In decomposing a scene into pixels for presentation on a video display, the pixels, which are generally all considered to be identically shaped rectangles, cover the entire area of the scene similar to tiles covering a floor. Further, throughout each pixel's area the scene has uniform color and color density. The area covered by an individual pixel depends upon the image's resolution. Thus, as a scene's resolution increases, the area covered by each pixel decreases while simultaneously the total number of pixels increases.
In general, the number of image planes making up a scene are greater than two. Thus, a scene will usually include a background image plane in front of which are several foreground image planes. In such a scene the planes are chosen so that no two of them intersect. This choice of image planes allows them to be ordered so each one is successively closer to the viewer. For example, a sky background image plane could lie behind a foreground image containing a cloud, and both the sky and the cloud image could lie behind a closer foreground image plane containing a character.
To properly reconstruct a scene that has been decomposed into a plurality of non-intersecting image planes, those planes are ordered so the background image plane is first, the image plane closest to the viewer is last, and the order of the intermediate image planes corresponds inversely with their distance from the viewer. After the image planes have been placed in the proper order, the composite scene may be assembled by superimposing successive image planes on top of each other. A set of transparent overlays illustrates this type of image reconstruction from an ordered set of image planes.

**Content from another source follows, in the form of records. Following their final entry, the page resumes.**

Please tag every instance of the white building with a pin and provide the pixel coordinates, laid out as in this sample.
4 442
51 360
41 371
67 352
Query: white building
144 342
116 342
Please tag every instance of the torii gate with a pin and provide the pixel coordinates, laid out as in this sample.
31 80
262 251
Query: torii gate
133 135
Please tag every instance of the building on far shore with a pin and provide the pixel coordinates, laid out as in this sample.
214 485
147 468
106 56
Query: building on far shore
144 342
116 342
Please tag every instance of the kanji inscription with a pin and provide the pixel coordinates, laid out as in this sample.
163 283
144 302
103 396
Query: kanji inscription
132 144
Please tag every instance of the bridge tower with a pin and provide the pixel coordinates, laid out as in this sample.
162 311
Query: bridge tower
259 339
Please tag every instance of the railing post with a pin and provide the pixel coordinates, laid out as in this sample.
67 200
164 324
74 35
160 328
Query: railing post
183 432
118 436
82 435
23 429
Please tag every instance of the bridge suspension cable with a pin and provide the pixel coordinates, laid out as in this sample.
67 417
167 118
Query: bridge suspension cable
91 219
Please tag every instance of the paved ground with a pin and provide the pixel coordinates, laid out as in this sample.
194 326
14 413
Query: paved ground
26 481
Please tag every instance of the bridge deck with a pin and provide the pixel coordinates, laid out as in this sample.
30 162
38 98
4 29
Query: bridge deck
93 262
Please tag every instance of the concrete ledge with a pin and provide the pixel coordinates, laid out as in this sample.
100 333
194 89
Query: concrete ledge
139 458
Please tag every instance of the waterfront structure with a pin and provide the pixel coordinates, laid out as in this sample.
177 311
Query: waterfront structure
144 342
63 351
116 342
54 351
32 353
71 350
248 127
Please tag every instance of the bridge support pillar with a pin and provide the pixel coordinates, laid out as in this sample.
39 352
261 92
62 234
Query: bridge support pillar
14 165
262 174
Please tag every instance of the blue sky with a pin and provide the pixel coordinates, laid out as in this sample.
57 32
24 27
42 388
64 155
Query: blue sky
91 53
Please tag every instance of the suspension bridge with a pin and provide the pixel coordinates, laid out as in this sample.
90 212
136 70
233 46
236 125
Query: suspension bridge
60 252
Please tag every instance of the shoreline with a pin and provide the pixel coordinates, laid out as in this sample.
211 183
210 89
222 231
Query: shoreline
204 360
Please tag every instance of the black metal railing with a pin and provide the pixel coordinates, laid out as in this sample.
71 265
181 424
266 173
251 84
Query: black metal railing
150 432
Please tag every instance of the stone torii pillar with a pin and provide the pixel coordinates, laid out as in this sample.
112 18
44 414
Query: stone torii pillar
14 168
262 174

For a bit map raster scan video display, a set of digital data for the several image planes is employed. The digital data processing overwrites the data for a preceding plane image present in the bit map memory with the data for the next image plane closer to the viewer and so on for each image plane. Thus the composite scene produced by overwriting background image data present in a bit map memory with data for the foreground image plane next closer to the viewer is a new, composite scene which itself becomes the background image for all remaining images still closer to the viewer.
This technique has been recognized for some time. However, until now it has not been possible to use it in video displays, such as those used with video games and personal computers, for real-time display of scenes composed of several image planes. Real-time display of composite scenes was impossible because display processors used with the lower cost video displays have been unable to perform the digital data processing at the rates required for real-time television display.
For example, one earlier low cost display processor used in video games is capable of testing only one pixel of foreground data to determine if it is to be displayed. If a particular pixel of data is not to be displayed, this particular display processor employs a background generator circuit to display a pre-established, uniform background in that pixel. Thus, this display processor processes only a single plane of foreground data and displays a uniform background where there is no foreground data. Another prior video game display processor uses essentially the same technique but displays background image data read from a video disk.